Today, almost no one remembers past famines, not only in Spain but also in Europe, in not so remote times. It is even claimed that cannibalism was practiced at some point. Be that as it may, the subject of hunger dominates in the picaresque novel, a great reference in the Castilian literature of the golden century, and in the post-war novel. Just look at Barcelona’s Nada and go with Andrea, who is always hungry, to the crumbling kitchen on the floor of Carrer Aribau, where she sniffs the rest of an anemic broth.

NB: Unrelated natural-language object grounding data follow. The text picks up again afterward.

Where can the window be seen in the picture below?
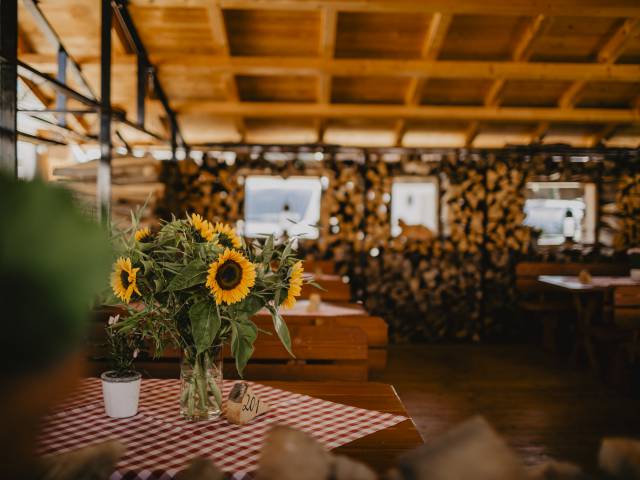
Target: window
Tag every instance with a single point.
(415, 202)
(561, 209)
(277, 205)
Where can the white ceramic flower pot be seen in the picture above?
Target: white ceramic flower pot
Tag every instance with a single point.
(120, 394)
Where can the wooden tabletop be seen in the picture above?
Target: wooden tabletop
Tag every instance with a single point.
(325, 309)
(574, 284)
(378, 450)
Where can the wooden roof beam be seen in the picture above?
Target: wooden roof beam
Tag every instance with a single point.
(328, 27)
(611, 49)
(581, 8)
(507, 70)
(433, 40)
(618, 41)
(221, 38)
(471, 133)
(521, 53)
(515, 114)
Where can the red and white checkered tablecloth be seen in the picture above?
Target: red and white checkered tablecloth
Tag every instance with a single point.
(159, 443)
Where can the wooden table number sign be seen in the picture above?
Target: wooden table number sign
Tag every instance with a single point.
(243, 405)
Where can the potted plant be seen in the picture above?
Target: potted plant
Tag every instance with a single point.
(121, 383)
(195, 286)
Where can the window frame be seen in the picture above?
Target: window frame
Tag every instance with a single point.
(431, 179)
(589, 234)
(318, 176)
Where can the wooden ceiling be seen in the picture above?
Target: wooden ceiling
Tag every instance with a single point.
(423, 73)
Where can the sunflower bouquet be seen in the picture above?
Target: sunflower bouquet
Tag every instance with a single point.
(194, 285)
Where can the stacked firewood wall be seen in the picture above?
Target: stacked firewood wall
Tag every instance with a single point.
(457, 285)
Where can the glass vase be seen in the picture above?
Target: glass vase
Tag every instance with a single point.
(201, 384)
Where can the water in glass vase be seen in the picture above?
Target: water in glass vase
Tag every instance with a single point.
(201, 384)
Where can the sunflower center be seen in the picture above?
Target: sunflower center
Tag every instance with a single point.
(229, 275)
(124, 278)
(225, 241)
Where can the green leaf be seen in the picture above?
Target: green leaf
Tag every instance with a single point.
(252, 304)
(267, 252)
(281, 329)
(192, 274)
(243, 335)
(205, 324)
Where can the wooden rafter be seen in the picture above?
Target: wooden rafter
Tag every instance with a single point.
(328, 26)
(247, 65)
(607, 54)
(433, 39)
(521, 53)
(515, 114)
(471, 133)
(592, 8)
(221, 38)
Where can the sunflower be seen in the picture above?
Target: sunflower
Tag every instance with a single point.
(143, 234)
(202, 227)
(123, 279)
(295, 285)
(227, 236)
(230, 277)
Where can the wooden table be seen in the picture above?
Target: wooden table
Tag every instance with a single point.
(378, 450)
(326, 309)
(589, 302)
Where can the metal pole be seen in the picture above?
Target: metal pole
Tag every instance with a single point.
(104, 166)
(8, 86)
(142, 89)
(61, 99)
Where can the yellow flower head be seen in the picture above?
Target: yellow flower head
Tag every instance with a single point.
(202, 227)
(295, 285)
(123, 279)
(143, 234)
(227, 236)
(230, 277)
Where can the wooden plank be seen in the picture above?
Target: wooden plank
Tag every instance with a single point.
(595, 8)
(221, 38)
(515, 114)
(617, 42)
(268, 65)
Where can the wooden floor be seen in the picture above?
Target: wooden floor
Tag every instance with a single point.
(544, 408)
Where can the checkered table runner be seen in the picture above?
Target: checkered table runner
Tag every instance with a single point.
(159, 442)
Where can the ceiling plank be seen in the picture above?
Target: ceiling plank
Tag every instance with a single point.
(594, 8)
(433, 40)
(471, 133)
(521, 53)
(328, 27)
(507, 70)
(221, 39)
(516, 114)
(617, 42)
(611, 49)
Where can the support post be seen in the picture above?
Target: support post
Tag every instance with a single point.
(104, 167)
(142, 89)
(61, 99)
(8, 86)
(174, 138)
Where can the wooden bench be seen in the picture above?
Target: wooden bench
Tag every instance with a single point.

Or to accompany, in his infinite comings and goings, in order to appease a no less infinite hunger, Carpanta, the name which the character's creator, the great José Escobar, took, with exquisite linguistic precision, from the RAE Dictionary, since carpanta is defined as “violent hunger”.

Today this violent famine - which the character of the TBO, or rather the comic, as we now call the comics of yesteryear, embodies perfectly because there were many post-war famines - seems only a matter of third world countries or those to whom , like some places in Ukraine, supplies do not arrive due to the war. In our country, oenagés and social canteens alleviate the hunger that a part of the population also suffers, which we often forget. The successive crises of 2008 and those caused by the pandemic have left many, the weakest, especially women and immigrants, in poverty.

Despite these exceptions, the need to fill the pope is not a top priority on the European continent for the vast majority of citizens who fill it every day and also make sure that the food is of good quality and good. seasoned. Maybe that's why we no longer refer to hunger, but to hunger. A word more common today and that surely seems more considered. Being hungry sounds better than being hungry. In the menus of some restaurants, we are offered snacks or starters "to open your mouth", in Spanish, "open your appetite", not to mention hunger. In Catalan, any reference to hunger would also sound inaccurate. Hunger connotes misery or at least precariousness and assimilates us to the other beasts of the earth, which we kill only for hunger and not like humans, which we do for much more miserable causes.

Not surprisingly, MasterChef TV has been around for ten seasons and has even produced MasterChef Junior and still has excellent acceptance rates. It should come as no surprise that the sixtieth birthday of a chef, the great Ferran Adrià, creator of the exquisite El Bulli, was front page news in La Vanguardia on Sunday 8 May and that his photo in the Magazine occupied the cover and part of the inside pages, with a great interview, “Ferran Adrià, the look of genius” by Cristina Jolonch, accompanied by some magnificent photos by Pedro Madueño, to which, on the other hand, we are used. Today great chefs are much better known, applauded, and famous than writers, who, as Auden said, no longer have a place in the city. Nowadays, feeding your stomach seems more important than feeding your brain.

As I write this article, I come across a book that I can't stop recommending. Its author is the poet Ramón García Mateos and its title, Comer, beber y conto. Collects recipes and stories. They both marry in their plains for the pleasure of the stomach and the brain.